A grange, a barn a bird and raccoon held
A court here amidst the storm for winter cold,
The rest has been told before,
As the lonely score or more pigeons flutter away.

Allen Hagar
Wayland

The Vista

Beyond the pond,
the pond we call
the duck pond,

Is a floodplain
the cove
of the Sudbury River,

So rare it is to see
the river come to us,
in sight of the byway,

A sideways glance,
a single trance
the accidental moment.

Like childhood,
to be remembered
& cherished for all Time.

Allen B. Hagar
13 Charena Rd.

Empty Shelves

Early, before the self-quarantine was mandatory, I would see many, many families walking together like an early evening Halloween night filling the side streets, yet separate units.

TV says, don’t hoard as more is coming but I find empty shelves everywhere!  Someone is hoarding! 

Kay Wescott
April 2, 2020

More from Kay

Waylanders like to walk, hike and ride bicycles, non-powered scooters, skateboards but not so much skates. The Rail Trail is busier than ever. The Library parking lot fills with cars as people come to enjoy the outdoors and move. Wonder if they understand the history of the railroad-related items they see along the way?

So far people are offering to help others!

When I thought I would love to have time at home without interruptions, I thought I would work on my genealogy, organize my photos of four generations and have cuddling time with my pets that have been left alone in the past while I go off to work. None has been accomplished except for my pets. They have benefited. I have had a chance to have “looong” conversations on the phone and laugh with my friends and family.

I have reached out to others via email and Facebook.

I have had time to complete a sentence in my head concerning work while I labor at home for an income. I feel lucky to have an income in these economically challenged times.

I am grateful to have a credit card because “paper money can reportedly carry more germs than a household toilet.” And I am actively avoiding germs!

I feel blessed to have volunteers from the Historical Society willing to work at home! Thank you Dottie and Jo!

I am grateful for the beautiful snow that I was able to relax and look at instead of scurrying someplace else – and then it was gone!

I keep thinking I could get the spring cleaning done now so I could enjoy spring … but I don’t do it.

Wish I had my camera with me to take photos during this time.

I look forward to reconnecting with friends square dancing. It is so much fun, and I really miss it.

Why don’t I still find time to read the blogs or viewing the vlogs that I wanted to do?

Did see the best information on bringing food into the house, whether it is from the store, delivered or take home ready to eat. Click here.
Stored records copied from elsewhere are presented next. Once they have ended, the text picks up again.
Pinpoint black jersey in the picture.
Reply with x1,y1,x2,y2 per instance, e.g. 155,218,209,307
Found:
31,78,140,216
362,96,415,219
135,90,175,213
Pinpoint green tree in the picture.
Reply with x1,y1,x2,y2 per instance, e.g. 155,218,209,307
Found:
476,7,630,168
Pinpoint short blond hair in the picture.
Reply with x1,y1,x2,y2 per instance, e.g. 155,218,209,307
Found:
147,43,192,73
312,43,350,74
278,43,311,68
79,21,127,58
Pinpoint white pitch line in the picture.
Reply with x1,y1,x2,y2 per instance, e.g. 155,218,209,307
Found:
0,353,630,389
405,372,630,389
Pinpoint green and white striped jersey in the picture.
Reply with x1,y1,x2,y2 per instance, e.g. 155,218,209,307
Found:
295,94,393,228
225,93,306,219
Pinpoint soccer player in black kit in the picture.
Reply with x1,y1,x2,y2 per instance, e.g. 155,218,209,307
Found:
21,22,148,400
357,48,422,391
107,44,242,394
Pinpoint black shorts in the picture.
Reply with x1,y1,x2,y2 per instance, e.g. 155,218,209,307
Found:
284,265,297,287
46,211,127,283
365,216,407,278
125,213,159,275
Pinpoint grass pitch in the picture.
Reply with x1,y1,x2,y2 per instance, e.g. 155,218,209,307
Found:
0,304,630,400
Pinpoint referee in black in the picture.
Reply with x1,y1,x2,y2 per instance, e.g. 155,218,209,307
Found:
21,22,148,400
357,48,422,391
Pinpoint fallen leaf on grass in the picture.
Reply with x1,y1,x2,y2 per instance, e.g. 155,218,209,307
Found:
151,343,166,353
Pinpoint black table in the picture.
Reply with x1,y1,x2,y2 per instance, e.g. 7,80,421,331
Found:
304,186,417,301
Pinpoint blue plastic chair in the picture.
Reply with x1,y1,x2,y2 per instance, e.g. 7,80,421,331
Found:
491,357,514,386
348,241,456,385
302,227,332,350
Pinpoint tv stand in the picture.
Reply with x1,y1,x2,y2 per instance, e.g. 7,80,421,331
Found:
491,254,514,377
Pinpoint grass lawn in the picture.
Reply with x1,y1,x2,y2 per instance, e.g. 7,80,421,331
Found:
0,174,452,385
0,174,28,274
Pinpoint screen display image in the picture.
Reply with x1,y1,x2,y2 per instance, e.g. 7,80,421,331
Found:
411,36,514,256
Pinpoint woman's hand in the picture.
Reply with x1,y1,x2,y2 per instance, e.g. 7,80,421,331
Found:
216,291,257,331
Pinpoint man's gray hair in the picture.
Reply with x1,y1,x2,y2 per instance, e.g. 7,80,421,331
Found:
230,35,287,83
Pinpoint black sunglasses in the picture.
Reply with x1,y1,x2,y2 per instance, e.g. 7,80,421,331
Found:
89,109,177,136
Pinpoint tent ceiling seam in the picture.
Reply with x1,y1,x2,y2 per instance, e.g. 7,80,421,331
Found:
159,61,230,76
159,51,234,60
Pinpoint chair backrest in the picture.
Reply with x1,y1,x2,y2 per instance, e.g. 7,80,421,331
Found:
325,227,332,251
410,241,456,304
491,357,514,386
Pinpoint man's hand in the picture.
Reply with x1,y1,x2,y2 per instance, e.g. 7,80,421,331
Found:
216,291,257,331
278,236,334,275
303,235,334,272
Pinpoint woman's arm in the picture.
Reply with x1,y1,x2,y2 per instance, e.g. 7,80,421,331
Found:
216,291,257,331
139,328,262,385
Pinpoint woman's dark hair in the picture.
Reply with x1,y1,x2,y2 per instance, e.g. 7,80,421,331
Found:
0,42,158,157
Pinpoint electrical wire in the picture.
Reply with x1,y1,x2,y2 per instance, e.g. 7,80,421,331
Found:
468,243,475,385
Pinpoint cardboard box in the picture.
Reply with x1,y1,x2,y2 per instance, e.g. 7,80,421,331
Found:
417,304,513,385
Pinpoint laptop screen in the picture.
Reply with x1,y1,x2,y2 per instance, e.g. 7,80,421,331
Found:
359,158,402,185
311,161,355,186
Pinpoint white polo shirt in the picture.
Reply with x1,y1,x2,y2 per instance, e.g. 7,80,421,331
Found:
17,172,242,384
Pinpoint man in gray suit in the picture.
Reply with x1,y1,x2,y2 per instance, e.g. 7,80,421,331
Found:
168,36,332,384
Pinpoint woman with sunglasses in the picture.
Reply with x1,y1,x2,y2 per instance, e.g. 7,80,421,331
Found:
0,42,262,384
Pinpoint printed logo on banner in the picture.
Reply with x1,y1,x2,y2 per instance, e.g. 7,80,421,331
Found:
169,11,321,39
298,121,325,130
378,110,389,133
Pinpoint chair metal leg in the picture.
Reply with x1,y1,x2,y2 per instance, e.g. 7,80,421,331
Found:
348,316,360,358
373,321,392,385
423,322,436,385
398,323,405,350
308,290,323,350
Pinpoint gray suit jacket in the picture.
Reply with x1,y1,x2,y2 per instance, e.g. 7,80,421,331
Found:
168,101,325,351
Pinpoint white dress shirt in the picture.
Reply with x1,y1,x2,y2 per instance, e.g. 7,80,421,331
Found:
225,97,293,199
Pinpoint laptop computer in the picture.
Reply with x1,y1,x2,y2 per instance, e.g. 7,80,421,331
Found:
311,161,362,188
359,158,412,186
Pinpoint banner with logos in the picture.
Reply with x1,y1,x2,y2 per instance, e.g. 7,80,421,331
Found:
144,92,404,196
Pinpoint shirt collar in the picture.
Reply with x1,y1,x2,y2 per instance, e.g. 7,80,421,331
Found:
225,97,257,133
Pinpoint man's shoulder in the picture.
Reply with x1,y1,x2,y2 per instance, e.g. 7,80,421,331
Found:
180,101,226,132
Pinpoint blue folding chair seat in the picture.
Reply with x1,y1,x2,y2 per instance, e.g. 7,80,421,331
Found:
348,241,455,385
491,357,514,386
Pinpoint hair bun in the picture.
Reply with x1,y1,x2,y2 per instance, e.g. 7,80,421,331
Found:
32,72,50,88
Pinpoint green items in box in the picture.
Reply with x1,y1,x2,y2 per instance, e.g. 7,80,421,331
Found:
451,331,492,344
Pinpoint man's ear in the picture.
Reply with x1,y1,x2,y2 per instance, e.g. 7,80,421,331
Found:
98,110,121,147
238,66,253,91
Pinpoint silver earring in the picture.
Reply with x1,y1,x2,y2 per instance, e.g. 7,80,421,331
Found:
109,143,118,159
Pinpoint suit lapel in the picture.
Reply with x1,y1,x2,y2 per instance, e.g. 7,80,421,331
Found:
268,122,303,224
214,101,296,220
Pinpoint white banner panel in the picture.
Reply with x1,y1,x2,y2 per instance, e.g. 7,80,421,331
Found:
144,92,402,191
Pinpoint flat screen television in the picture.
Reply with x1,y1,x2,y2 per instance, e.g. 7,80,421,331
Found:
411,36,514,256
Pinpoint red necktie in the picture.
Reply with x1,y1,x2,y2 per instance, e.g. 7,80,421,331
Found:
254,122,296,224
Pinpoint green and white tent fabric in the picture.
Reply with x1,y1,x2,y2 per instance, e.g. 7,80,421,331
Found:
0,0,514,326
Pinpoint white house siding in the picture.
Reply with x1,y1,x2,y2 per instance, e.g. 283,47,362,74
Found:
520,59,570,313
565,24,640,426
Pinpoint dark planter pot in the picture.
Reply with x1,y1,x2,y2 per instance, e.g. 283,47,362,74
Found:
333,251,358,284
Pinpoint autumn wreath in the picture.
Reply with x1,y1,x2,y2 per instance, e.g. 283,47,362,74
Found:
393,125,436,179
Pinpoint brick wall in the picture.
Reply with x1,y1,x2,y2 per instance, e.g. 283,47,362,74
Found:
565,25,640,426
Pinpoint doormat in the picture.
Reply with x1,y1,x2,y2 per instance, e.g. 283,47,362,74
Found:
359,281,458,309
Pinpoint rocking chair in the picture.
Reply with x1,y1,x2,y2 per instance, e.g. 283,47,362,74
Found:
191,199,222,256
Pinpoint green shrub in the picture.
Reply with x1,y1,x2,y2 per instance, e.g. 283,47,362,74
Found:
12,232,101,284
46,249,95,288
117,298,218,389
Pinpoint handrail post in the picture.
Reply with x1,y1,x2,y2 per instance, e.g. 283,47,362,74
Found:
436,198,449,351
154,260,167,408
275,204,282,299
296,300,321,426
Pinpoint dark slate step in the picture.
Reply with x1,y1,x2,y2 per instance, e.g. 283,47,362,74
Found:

I do NOT feel like a prisoner – I love the comfort of my home and there is always something interesting to do!

What are you doing and thinking? Don’t let my observations be the only documentation describing Wayland. You are making HISTORY today, yourself!

Dudley Pond - Walking

One of our typical walking routes includes the shore of Dudley Pond in Cochituate. On this Saturday in mid-March the sun shone and the virus was still more of a theory than a reality. As we rounded the corner of Lake Shore Drive we came across a family enjoying the warmth of the day as they fished from the small pier. Pure happiness.

Susie and Brad Keyes
March 21, 2020

Heard Pond

Heard Pond and the surrounds are a beautifully restful pocket nestled within the meanderings of the Sudbury River.